Arteta Sengaja Mengacaukan Rutinitas Arsenal Saat Pramusim

Premier League

Arteta Sengaja Mengacaukan Rutinitas Arsenal Saat Pramusim

Pesawat telat dan jadwal berantakan ia ciptakan sendiri, supaya tidak ada yang panik saat itu betulan terjadi

Perjalanan Arsenal ke Napoli pekan ini sempat berantakan karena kekacauan penerbangan, sesuatu yang biasanya masuk kolom alasan seusai laga. Arsenal menang 1-0 di sana, dan ketika ditanya bagaimana ia menangani rutinitas pra-laga yang kacau seperti itu, Mikel Arteta memberi jawaban yang tidak diduga.

Ia mengaku situasi seperti itu memang sengaja ia ciptakan.

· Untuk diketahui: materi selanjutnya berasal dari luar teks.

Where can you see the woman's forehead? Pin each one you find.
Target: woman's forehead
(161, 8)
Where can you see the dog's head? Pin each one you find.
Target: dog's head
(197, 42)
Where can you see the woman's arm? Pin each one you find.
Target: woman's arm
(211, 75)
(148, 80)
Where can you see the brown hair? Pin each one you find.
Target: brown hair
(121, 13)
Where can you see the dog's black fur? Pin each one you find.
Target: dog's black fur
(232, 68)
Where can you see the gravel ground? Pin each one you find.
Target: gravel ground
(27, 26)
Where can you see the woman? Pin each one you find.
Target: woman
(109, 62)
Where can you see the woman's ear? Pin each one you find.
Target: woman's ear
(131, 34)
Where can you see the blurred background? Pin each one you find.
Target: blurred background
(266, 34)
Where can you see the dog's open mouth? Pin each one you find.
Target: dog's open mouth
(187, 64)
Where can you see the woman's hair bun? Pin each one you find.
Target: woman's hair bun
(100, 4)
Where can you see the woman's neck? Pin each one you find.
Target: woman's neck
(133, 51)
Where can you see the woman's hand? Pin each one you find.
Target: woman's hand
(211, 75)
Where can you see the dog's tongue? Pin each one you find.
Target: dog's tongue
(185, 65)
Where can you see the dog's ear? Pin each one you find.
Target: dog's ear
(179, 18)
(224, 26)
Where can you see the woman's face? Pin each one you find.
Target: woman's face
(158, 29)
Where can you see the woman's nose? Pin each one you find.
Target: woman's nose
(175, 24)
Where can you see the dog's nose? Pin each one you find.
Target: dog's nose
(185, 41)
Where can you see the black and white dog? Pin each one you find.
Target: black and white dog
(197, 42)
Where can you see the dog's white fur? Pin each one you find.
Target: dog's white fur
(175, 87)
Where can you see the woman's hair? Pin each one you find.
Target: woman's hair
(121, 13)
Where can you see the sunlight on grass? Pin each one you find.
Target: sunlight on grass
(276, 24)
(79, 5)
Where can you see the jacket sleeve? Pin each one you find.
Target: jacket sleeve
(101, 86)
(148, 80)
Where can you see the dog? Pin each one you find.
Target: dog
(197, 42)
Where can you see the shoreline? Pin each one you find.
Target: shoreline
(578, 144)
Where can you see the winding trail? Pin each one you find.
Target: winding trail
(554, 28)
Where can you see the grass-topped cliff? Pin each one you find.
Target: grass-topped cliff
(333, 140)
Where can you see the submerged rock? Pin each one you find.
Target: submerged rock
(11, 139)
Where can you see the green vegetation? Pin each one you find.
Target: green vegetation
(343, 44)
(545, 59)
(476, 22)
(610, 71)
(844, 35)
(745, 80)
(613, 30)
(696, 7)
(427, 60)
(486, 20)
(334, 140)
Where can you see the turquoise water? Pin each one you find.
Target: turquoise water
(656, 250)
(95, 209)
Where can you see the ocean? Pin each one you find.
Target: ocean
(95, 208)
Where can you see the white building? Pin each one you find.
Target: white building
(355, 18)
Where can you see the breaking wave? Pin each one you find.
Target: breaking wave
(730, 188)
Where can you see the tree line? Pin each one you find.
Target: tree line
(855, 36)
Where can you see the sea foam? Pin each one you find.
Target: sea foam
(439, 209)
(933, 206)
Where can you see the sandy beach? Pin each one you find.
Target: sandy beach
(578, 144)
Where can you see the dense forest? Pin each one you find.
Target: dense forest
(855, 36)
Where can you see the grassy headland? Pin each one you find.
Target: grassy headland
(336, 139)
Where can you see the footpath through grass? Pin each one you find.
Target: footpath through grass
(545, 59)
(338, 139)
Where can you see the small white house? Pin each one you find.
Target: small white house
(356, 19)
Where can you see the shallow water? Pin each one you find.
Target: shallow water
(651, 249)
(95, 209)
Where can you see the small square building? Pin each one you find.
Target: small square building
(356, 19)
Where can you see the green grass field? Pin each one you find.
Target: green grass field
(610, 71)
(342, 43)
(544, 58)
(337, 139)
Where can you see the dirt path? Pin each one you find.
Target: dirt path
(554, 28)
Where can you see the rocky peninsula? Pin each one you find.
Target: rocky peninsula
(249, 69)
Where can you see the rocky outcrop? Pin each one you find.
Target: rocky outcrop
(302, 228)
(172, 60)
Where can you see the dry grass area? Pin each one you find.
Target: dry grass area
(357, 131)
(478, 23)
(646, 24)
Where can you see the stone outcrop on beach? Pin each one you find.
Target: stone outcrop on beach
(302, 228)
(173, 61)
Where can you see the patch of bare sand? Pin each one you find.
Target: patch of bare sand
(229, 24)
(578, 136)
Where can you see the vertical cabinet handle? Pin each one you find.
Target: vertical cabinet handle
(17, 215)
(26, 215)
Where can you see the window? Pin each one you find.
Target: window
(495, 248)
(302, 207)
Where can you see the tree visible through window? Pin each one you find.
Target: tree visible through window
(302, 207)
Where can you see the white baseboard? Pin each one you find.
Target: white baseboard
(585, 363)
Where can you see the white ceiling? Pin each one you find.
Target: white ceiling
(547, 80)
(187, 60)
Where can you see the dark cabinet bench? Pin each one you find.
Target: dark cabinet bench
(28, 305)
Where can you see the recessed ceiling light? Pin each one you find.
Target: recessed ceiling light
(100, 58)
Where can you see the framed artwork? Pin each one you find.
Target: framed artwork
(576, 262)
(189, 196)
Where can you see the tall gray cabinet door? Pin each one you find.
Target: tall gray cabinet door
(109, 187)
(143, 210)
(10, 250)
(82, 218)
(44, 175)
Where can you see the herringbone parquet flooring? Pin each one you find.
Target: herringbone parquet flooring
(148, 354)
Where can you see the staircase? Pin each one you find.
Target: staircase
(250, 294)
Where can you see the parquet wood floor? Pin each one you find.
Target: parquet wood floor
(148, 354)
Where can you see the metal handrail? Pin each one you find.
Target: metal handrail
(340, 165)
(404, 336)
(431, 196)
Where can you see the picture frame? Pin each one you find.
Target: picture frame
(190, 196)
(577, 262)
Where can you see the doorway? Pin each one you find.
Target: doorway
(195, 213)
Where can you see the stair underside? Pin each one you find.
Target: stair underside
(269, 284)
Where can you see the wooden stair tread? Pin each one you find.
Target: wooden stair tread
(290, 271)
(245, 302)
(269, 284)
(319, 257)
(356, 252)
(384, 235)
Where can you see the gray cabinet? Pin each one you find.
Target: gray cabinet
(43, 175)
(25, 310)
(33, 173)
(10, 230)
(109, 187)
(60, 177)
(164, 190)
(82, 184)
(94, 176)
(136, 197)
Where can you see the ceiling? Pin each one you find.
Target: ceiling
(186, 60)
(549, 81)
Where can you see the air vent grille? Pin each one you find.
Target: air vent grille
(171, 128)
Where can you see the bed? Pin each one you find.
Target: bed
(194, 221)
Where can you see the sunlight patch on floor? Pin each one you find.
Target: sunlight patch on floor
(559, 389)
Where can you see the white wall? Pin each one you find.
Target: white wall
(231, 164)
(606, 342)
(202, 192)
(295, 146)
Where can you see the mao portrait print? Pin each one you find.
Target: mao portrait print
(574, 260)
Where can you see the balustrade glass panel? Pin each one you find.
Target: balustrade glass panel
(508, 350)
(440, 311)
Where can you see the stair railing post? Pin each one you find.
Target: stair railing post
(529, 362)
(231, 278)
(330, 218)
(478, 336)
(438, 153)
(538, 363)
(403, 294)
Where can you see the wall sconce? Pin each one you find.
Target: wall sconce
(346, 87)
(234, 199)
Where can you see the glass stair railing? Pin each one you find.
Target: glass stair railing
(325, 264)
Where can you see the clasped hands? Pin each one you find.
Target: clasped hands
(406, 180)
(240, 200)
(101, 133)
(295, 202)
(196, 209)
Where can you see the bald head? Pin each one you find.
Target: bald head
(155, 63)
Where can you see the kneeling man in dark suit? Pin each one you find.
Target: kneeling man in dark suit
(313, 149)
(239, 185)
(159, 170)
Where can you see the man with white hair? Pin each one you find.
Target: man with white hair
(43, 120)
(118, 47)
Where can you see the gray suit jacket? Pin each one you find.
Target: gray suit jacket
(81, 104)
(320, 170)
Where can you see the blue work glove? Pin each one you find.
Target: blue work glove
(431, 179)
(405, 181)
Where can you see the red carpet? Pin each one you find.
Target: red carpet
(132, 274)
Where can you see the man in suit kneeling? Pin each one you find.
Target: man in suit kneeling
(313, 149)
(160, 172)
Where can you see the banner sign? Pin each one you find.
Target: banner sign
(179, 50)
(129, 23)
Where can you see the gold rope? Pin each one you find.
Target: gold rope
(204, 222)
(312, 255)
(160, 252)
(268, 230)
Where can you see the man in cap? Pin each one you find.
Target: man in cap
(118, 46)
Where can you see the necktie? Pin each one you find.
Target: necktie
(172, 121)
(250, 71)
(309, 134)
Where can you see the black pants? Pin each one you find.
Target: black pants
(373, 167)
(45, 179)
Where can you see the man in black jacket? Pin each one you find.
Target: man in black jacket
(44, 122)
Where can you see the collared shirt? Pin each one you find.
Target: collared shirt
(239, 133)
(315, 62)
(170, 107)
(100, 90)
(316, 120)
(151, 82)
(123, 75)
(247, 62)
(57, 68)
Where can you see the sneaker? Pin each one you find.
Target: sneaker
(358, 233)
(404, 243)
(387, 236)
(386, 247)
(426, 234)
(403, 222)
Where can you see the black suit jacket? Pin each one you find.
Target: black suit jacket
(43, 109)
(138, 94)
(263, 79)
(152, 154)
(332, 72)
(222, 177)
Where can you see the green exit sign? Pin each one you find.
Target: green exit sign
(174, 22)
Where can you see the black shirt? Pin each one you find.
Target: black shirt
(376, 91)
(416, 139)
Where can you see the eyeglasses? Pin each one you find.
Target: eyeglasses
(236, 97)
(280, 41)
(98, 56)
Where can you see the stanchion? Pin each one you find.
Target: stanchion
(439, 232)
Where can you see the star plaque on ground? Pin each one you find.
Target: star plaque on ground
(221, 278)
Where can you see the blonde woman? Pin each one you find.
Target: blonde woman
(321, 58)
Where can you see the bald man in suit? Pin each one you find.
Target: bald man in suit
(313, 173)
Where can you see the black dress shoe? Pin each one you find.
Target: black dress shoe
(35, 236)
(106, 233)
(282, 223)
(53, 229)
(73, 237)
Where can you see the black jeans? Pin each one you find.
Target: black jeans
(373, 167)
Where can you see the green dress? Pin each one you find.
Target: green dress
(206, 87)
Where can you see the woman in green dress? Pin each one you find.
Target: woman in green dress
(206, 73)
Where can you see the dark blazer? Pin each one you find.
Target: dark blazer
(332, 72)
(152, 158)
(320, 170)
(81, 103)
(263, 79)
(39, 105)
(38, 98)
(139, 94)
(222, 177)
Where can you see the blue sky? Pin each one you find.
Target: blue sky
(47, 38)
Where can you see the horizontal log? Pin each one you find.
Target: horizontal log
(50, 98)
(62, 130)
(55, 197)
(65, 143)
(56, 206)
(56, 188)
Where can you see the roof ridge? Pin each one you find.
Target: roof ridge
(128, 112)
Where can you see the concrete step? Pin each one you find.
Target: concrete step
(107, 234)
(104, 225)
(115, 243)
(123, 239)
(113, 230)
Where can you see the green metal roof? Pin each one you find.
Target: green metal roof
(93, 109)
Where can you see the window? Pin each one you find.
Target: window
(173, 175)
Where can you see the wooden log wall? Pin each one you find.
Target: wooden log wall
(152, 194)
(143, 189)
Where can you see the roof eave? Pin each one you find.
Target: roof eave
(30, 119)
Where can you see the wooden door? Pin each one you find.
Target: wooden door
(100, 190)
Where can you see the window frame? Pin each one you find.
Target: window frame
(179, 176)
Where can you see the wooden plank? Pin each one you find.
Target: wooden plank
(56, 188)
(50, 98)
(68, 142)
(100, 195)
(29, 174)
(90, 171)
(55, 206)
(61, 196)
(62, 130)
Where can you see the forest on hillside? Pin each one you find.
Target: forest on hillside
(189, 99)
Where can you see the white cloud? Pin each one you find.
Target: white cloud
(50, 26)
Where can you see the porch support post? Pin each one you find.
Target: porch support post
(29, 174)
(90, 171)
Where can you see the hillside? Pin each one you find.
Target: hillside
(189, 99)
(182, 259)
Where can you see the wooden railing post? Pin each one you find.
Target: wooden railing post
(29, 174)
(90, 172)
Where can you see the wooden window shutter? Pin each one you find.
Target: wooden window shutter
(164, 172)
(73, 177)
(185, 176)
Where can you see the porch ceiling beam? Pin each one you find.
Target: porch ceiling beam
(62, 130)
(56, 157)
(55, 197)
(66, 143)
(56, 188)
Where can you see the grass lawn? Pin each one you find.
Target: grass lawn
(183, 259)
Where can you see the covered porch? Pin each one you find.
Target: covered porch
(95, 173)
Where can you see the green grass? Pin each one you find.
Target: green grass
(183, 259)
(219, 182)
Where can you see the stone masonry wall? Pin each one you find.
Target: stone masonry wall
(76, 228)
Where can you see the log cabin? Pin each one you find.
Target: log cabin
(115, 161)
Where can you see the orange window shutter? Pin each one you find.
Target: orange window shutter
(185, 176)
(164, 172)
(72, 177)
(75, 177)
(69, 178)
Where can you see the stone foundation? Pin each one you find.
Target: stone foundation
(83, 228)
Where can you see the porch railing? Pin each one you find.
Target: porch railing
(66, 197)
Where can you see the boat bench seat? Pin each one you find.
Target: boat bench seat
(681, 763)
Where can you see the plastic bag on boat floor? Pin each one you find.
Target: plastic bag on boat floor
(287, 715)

“Saya suka tantangan-tantangan seperti itu. Saya berusaha menciptakannya saat pramusim. Jadi ketika hal itu terjadi, kami sudah pernah mengalaminya dan kami sudah tahu. Tiba di stadion sangat telat, rutinitas berubah, dan tiba-tiba para pemain harus melakukan hal lain. Karena ketika itu terjadi, dan itu bisa terjadi, bisa saja ketinggalan pesawat, keretanya telat, jalanan macet parah, dan saya tidak mau para pemain, bukan cuma pemain tapi juga staf, panik.”

— Mikel Arteta, Arsenal FC

Bagian yang paling menjelaskan datang di ujung jawaban itu. Bagi Arteta, waktu yang hilang bukan kerugian yang harus diratapi, melainkan blok waktu yang tinggal diisi ulang. Ia menyebut opsi bermain bersama, menghabiskan waktu bersama, atau tidur, lalu menutupnya dengan larangan yang tegas, yaitu jangan mengeluh dan jangan memakainya sebagai alasan karena itu sama sekali tidak membantu.

Prinsip itu punya konteks yang cukup segar. Sebagian suporter Arsenal ikut terjebak kekacauan penerbangan yang sama dalam perjalanan ke Naples, dan Arteta sudah lebih dulu menyampaikan terima kasih kepada mereka yang tetap sampai ke stadion. Bedanya, untuk timnya sendiri ia tidak menganggap gangguan itu sebagai keadaan darurat, melainkan sebagai skenario yang sudah masuk kurikulum.

Cara berpikir yang sama muncul di pertanyaan lain, saat ia diminta menjelaskan apa yang ia cari dari para pemainnya justru ketika semuanya sedang berjalan lancar. Jawabannya hampir seluruhnya soal hal-hal di luar 90 menit.

“Keesokan harinya. Misalnya bagaimana mereka menjalani pemulihan, bagaimana mereka berinteraksi satu sama lain dan energi mereka, cara mereka berlatih keesokan paginya, perhatian yang mereka berikan di ruang rapat, rentang perhatian mereka saat kita menatap mata mereka, dan seberapa banyak mereka membicarakan laga berikutnya atau apa yang harus mereka pelajari dari laga sebelumnya. Banyak yang harus diamati.”

— Mikel Arteta

Dua jawaban itu menjelaskan kenapa Arsenal jarang terdengar mengeluh soal jadwal. Malam ini mereka bertandang ke Stadium of Light, stadion yang menurut Arteta akan berisik luar biasa, dan tempat mereka kehilangan poin di menit-menit akhir musim lalu. Kalau teori pramusimnya benar, ini persis jenis malam yang sudah ia latih.